The body is mostly black and silvery green. The auricle, malar surface, and forecrown is deep red, while the crown and nape are yellow. The underparts are mostly opalescent green mixed with buff. The central belly is pale cinnamon buff, while the flanks and undertail coverts are darker. The lower back and rump are opalescent golden, frequently with a bluish tinge. The iris is dark brown, the bill is black, and the feet are dark gray. Immatures have a dull yellow instead of red on the head. The throat is pale buffy gray, while parts that are black in adults are dull dusky. Overall, the plumage is duller than in the adult.

The nominate subspecies is unlikely to be mistaken for any other species due to the deep red facial plumage, but lunigera resembles the saffron-crowned tanager. However, it can be distinguished due to the latter's greenish breast, yellow crissum (area surrounding cloaca), and smaller size.

== Distribution and habitat ==
Flame-faced tanagers are found in the Andes of Colombia, Ecuador, Venezuela, and Peru, at elevations of 1000–2600 m. It inhabits montane and cloud forests, and is most frequent at elevations above 1500 m. It is also found in forest edges and tall secondary growth.

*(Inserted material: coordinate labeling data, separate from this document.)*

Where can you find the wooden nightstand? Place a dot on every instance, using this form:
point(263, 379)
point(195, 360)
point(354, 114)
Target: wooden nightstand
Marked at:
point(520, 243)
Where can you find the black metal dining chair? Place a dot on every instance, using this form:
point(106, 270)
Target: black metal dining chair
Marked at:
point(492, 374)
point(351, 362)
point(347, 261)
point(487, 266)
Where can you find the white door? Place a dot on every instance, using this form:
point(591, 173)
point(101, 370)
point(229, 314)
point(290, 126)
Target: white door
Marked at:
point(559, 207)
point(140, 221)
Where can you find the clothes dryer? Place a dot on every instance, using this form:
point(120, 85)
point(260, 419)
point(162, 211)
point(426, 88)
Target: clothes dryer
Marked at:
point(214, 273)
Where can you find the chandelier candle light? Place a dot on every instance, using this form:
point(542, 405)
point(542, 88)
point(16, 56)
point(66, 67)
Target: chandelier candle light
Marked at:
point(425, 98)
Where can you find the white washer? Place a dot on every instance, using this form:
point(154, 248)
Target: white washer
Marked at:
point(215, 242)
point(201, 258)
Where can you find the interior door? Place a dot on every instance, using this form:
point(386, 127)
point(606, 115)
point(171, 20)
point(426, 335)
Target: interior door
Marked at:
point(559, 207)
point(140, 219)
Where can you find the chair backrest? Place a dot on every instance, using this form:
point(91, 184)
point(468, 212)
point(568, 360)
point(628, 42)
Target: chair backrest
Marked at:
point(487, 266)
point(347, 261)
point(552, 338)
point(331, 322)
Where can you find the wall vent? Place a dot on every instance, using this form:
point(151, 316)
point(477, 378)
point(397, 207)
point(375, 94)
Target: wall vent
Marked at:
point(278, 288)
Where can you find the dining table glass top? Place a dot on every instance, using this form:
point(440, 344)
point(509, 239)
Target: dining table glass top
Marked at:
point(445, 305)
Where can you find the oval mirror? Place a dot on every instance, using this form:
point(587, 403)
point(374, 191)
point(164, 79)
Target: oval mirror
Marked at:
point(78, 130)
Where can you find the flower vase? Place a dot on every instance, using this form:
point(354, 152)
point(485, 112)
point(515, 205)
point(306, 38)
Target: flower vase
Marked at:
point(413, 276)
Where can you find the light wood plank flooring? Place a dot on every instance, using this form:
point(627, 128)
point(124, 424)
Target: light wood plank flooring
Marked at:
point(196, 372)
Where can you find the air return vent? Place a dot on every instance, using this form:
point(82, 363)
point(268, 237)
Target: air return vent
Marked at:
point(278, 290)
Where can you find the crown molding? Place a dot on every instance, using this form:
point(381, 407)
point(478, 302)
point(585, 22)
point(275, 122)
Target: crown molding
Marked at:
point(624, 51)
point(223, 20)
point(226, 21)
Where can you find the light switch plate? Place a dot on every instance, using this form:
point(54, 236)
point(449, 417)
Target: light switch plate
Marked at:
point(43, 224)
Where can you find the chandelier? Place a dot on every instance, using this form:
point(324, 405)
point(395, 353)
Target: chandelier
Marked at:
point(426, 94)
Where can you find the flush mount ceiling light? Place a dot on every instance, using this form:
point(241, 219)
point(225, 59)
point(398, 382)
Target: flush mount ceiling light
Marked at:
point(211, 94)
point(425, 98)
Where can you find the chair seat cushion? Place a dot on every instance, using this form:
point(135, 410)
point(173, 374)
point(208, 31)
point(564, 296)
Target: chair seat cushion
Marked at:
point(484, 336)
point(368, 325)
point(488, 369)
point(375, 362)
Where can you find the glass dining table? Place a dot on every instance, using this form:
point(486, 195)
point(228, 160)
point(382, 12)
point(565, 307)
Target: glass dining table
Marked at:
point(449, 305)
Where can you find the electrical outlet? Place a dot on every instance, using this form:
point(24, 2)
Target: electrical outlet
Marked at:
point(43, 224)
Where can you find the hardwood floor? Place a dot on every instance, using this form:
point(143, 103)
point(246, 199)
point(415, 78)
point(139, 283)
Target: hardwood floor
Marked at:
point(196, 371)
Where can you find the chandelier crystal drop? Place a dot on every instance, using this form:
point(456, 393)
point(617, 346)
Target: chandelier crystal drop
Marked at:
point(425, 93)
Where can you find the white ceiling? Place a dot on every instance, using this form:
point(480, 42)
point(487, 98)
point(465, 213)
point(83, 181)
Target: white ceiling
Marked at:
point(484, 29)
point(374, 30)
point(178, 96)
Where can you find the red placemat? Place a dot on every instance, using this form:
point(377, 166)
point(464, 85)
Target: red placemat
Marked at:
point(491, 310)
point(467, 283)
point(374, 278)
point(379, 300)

== Behavior and ecology ==
The flame-faced tanager is most often found either in pairs or groups of 3–7 birds. It is also often found in mixed-species flocks, which are composed mostly of other tanager species. On average, mixed-species flocks containing the flame-faced tanager have seven other species in them.

=== Diet ===
Like other tanagers in its genus, the flame-faced tanager is omnivorous, and feeds on fruit, arthropods, flower buds, and nectar. Foraging is mainly done in the canopy. Preferred types of fruit include species of Miconia and Cecropia. More than half of fruit is collected through gleaning, but can also be collected through probing or other techniques. Arthropods are collected almost entirely from fully and partially moss-covered branches, through a variety of methods such as gleaning and probing.

=== Breeding ===
In Colombia, adults were observed feeding each other berries as a part of courtship in February. In Ecuador, populations of the subspecies parzudakii were observed breeding January–July, during the rainy season. Nests were observed mainly in pastures, but some were also found in forests, forest edges, and on man-made structures. Nests are built entirely by the female, in locations that were concealed from all sides. The male waits beside the female while nest building is ongoing, but does not directly help her. Nests are bulky, open cups made of stiff fibers, pieces of fern, moss, and other organic material. The nest is internally lined with dead leaves from Chusquea species, dried bromeliad leaves, and pale fibers. Three nests measured in Ecuador had an average outer diameter of 12.3 cm, inner diameter of 6 cm, outer height of 9.8 cm, and inner height of 4.5 cm.

The clutch size is two eggs, which are incubated by the female. Males feed the female berries while she is incubating. Eggs are white, with pale brown flecking that is densest at the larger end. A sample of five eggs from Ecuador measured on average 20 x 16.7 mm, with an average mass of 3.2 g. Nests with fledglings have been observed in May. Fledglings are fed by both parents. Common food items given include arthropods such as katydids, butterflies and moths, and spiders, and mashed fruits, including berries. Nests inhabited by fledglings are also regularly probed, which helps remove parasites. Fledglings are born without feathers or hair.

== Status ==
The flame-faced tanager is listed as a species of least concern by the International Union for Conservation of Nature (IUCN) on the IUCN Red List, due to its large range and relative commonness. However, its population is declining due to habitat destruction in its range. The subspecies lunigera, which is recognized as a separate species by the IUCN, is also classified as least concern for the above reasons.